The Creation of Adam (c. 1508–1512), Michelangelo (1475 –1564), Sistine Chapel’s ceiling,
Developed after the First Industrial Revolution, protection of intellectual property was originally divided into two categories: industrial property (activities related to engineering, manufacturing, and the distribution of goods and services) and artistic property (copyright and related activities such as rights of performers). International regulation followed the same pattern.
It all started in Paris with the Convention for the Protection of Industrial Property in 1883 (“Paris Convention“) which encompass a broad range of property (patents, industrial designs, etc.). Substantial protections can be split in three categories: national treatment, right of priority, common rules that all Contracting States must follow (e.g. inventors have the right to be named as such in the patent).

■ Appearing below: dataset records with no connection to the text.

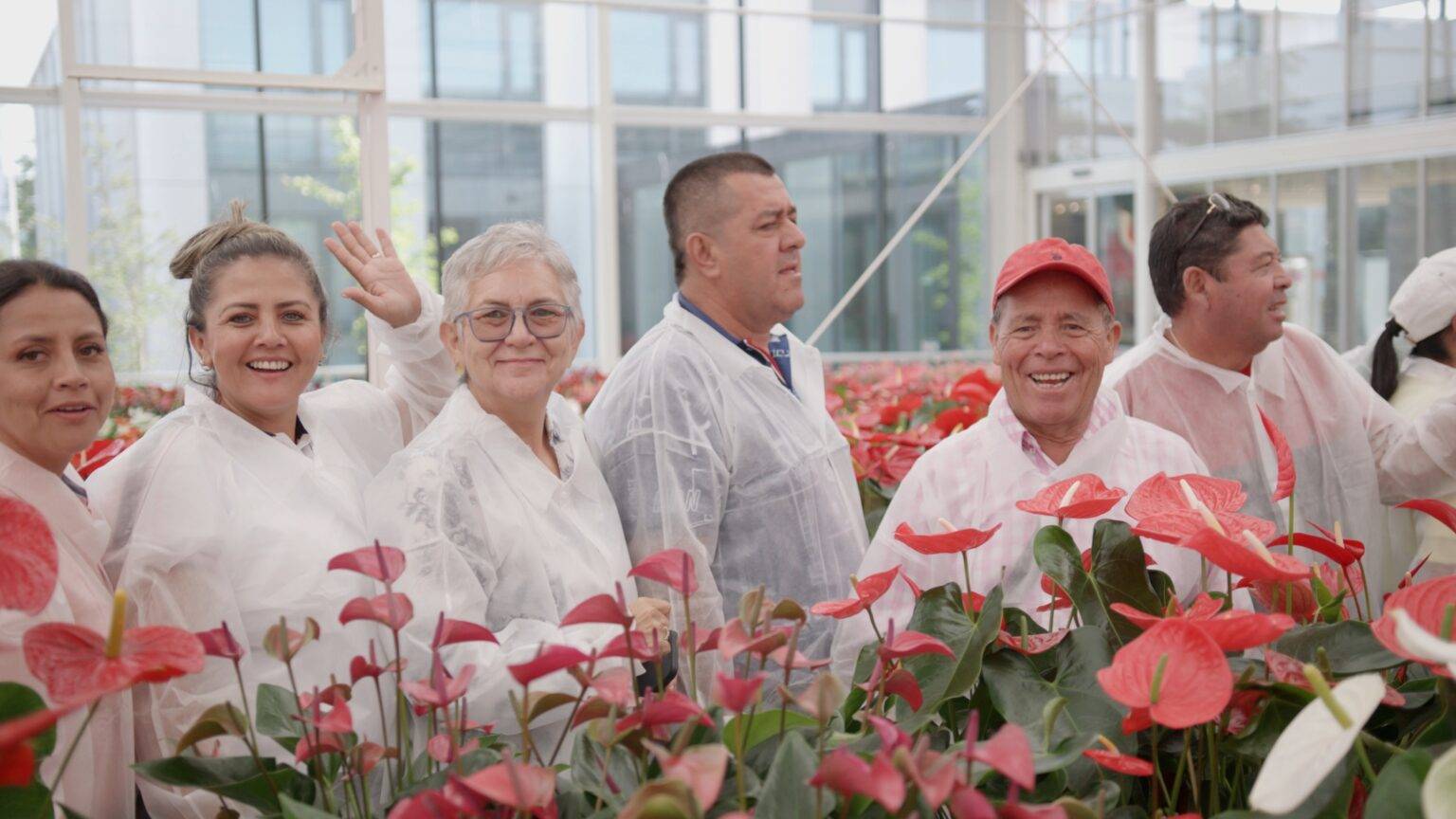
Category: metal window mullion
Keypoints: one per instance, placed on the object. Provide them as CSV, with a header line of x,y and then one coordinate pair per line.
x,y
75,157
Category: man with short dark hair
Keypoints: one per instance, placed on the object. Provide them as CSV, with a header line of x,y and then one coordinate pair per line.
x,y
712,430
1222,355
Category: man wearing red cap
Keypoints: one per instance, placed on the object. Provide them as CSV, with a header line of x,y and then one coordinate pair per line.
x,y
1051,336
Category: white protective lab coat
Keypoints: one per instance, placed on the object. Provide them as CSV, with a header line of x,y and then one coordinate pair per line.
x,y
1352,450
216,520
1424,382
974,480
705,450
100,778
492,537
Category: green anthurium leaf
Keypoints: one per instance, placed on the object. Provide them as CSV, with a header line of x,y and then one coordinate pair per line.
x,y
1350,645
1439,789
219,720
763,726
1119,569
295,810
276,712
16,701
939,614
29,802
1396,793
784,793
1059,558
1021,696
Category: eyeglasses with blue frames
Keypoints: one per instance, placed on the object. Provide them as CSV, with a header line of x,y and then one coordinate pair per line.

Two years later came the Convention for the Protection of Literary and Artistic Works in 1886 (“Berne Convention“). It provides creators (authors, musicians, painters, etc.) means to control how their works are used, by whom, and on what terms. Again three basic principles frame the convention. First, works must be given the same protection in each of the Contracting States. Then protection must be automatic hence it must not be conditional upon compliance with any formality. Last protection is independent of the existence of protection in the country of origin of the work.
Nowadays the aforementioned distinction has become obsolete as Intellectual property encompasses all economic activities, from arts to industry, in goods and services. The 1967 Convention Establishing the World Intellectual Property Organization acted this change of paradigm. WIPO was created to promote and protect intellectual property, and is one of the 15 specialized agencies of the United Nations.
The basic reasoning behind this protection is emphasized in the title: “I put a spell on you, because you’re mine“ (You may choose between Nina Simone or Creedence Clearwater Revival). The same way God loves all its creation (Psalms 144, 14-21) but has also rights on them (e.g. Genesis 6-9, destroy them), creators have rights upon their creation – however unlike God they can not always destroy them. Moreover this protection gives additional incentive to produce inventions as there is a recognition (and a retribution) of the author (Richard A. Posner, Intellectual Property: The Law and Economics Approach, Journal of Economic Perspectives, Volume 19, Number 2, 2005, pp. 57–73).
But a limit might be reached soon: we, creatures, have killed god(s) to our turn become creator. Since the past 60 years artificial intelligence raises questions. Recent developments have led to the recognition of a robot’s legal personality (e.g. Saudi Arabia has granted citizenship to a robot). These robots also have the ability to create, to invent, and with legal personality they might acquire rights upon their creation (Chesterman, S., Artificial intelligence and the limits of legal personality, International and Comparative Law Quarterly, 69(4), 819-844). Therefore the original human creators could be expropriated of their rights on their creations. As many books and movies have shown us robots might be the next step of evolution (e.g. Matrix). However the solution might be for ourselves to be more human. Didn’t Frankenstein’s creature only seek the love of its creator?